Enfin, «les incitations fiscales, sociales, etc. mises en place durant deux
décennies ayant été insuffisantes, il faut que les investisseurs puissent
accéder aux ports, aux aéroports, à l’administration facilement si on veut
réellement les attirer vers les régions de l’intérieur. «Si l’administration
régionale est incapable de prendre la moindre décision et que l’investisseur
doit systématiquement aller à Tunis, et que les routes sont en mauvais état, on
ne convaincra pas les investisseurs de venir, ou les seuls à s’installer seront
ceux que j’appelle les chasseurs de primes. Ils viennent parce qu’il y a un
avantage fiscal, social, et une fois l’avantage prend fin, ils sont en position
de force pour menacer de partir s’ils n’en obtiennent pas d’autres.
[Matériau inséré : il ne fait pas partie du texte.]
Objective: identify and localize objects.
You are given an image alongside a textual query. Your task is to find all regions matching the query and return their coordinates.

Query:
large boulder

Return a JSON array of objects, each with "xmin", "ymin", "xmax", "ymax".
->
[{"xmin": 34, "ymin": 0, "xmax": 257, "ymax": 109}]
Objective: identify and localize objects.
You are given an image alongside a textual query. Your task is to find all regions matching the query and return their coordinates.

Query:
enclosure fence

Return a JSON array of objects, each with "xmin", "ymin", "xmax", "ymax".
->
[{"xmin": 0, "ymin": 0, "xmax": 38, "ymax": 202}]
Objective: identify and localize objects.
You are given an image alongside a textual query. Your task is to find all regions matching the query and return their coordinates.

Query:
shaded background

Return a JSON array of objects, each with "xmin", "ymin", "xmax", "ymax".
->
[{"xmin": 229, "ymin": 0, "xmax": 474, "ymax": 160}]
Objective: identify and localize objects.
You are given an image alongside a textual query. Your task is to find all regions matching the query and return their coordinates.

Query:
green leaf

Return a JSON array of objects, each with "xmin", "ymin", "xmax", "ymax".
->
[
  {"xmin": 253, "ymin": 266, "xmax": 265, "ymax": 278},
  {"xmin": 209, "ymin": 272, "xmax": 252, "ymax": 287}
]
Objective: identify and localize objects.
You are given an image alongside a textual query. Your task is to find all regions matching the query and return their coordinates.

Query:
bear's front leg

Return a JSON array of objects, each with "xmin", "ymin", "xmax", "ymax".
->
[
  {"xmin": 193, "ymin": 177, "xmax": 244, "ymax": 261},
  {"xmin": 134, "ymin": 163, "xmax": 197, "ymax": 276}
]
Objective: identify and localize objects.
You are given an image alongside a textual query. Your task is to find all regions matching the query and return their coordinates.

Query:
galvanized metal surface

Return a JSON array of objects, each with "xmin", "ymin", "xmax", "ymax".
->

Donc, il
faut un modèle différent», avertit l’ancien ministre.
Et puis le développement du réseau d’infrastructures permettrait de faire de la
Tunisie, «idéalement centrée au milieu de la Méditerranée, une plateforme
logistique pour couvrir la Libye demain, l’Algérie, éventuellement l’Afrique
sub-saharienne jusqu’au Niger». D’autant que, «pour l’instant, la communication
entre l’Algérie et le Maroc ne se faisant pas pour le moment, on a beau y avoir
un port en eau profonde à Tanger, il ne dessert pas l’Algérie».
Certes, pour l’instant on ne sait pas si la décision prise sous Ben Ali
de
réaliser le port en eau profonde à Enfidha va être maintenue. «Il faudra
probablement refaire les études pour être sûr que les décisions telles qu’elles
étaient prises sont dans l’intérêt du pays, et pas dans celui de X ou Y. Mais en
gros, les équipes du ministère de l’Equipement ont validé l’idée qu’il y a
besoin d’un port en eau profonde. Où? Cela reste à étudier», observe Elyès Jouni.
Et bien que le document soumis ne constitue pas «un vrai plan de développement»
au sens strict -«parce que le gouvernement n’a pas la main aujourd’hui pour
mettre en place un vrai programme économique»-, il a été jugé par les bailleurs
de fonds «mieux structuré» que celui présenté par l’Egypte.